Fuller Center dedicates its 500th home in El Salvador

Fuller Center dedicates its 500th home in El Salvador

SAN SALVADOR — Fuller Center for Housing President David Snell traveled to El Salvador last week with our partners at The People Helping People Network, who have an annual Vision Trip the week after Thanksgiving to see PHP’s various operations in the country, notably in its four key focus areas — Health Care, Hunger Relief, Education, and Housing.

More than a dozen participants on the trip were not only able to meet Fuller Center families and tour thriving communities, but they also were on hand for a pair of special events — the dedication of The Fuller Center’s 500th home in El Salvador and the groundbreaking for yet another Fuller Center community coming to a beautiful site in Juayúa.

El Espino

The 500th home belongs to the Jacinta family, and is one of 54 in the community of El Espino, a close-knit group of families who were evicted from land on which they had lived for generations before a developer seized the land upon discovering no one could prove who held the title. After living in shacks and a roadside slum, the El Espino families are comfortable and safe in a beautiful new community.

“It was great and very sweet,” Snell said of the dedication ceremony for the Jacintas. “They’re a lovely family. It’s a very nice house, and they’ve done a lot of work on it and inside. They seem very happy, and we’re very happy. It was a nice event.”

He added that it was fitting that the 500th home is located in El Espino.

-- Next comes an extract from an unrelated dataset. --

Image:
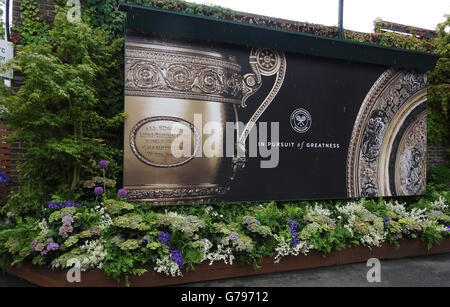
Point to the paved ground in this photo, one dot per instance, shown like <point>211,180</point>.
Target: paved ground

“They’d been on a hillside near this site for 40 years,” Snell said. “They were farmworkers who were working a farm there. So, this is truly a community, and they’d been a community for many years. They all know one another and care for one another. So, it has a real nice feel to it. It’s a very positive place.”

Jeff Cardwell (left) and David Snell with Juayua families

Snell also was able to join local leadership including Lisselot Troconis and PHP founder Jeff Cardwell (also a Fuller Center board member) for a gathering with families who will be living in a new 50-home community near Juayua. Currently, the site is home to a soccer field, but the city has agreed to build a new soccer field adjacent to the new homes.

“They’re gonna break ground in two weeks and plan to have it finished for springtime,” Snell said. “It’s an ideal spot, just as flat as can be.”

“It is an absolutely beautiful site,” Cardwell added. “It’s going to be a nice, flat building site, but it’s surrounded by mountains. It’s just a beautiful place.”

During the trip, the group also got to meet with El Salvador’s Housing Minister Michelle Sol, who was mayor of Nuevo Cuscatlán when The Fuller Center began building there a few years ago.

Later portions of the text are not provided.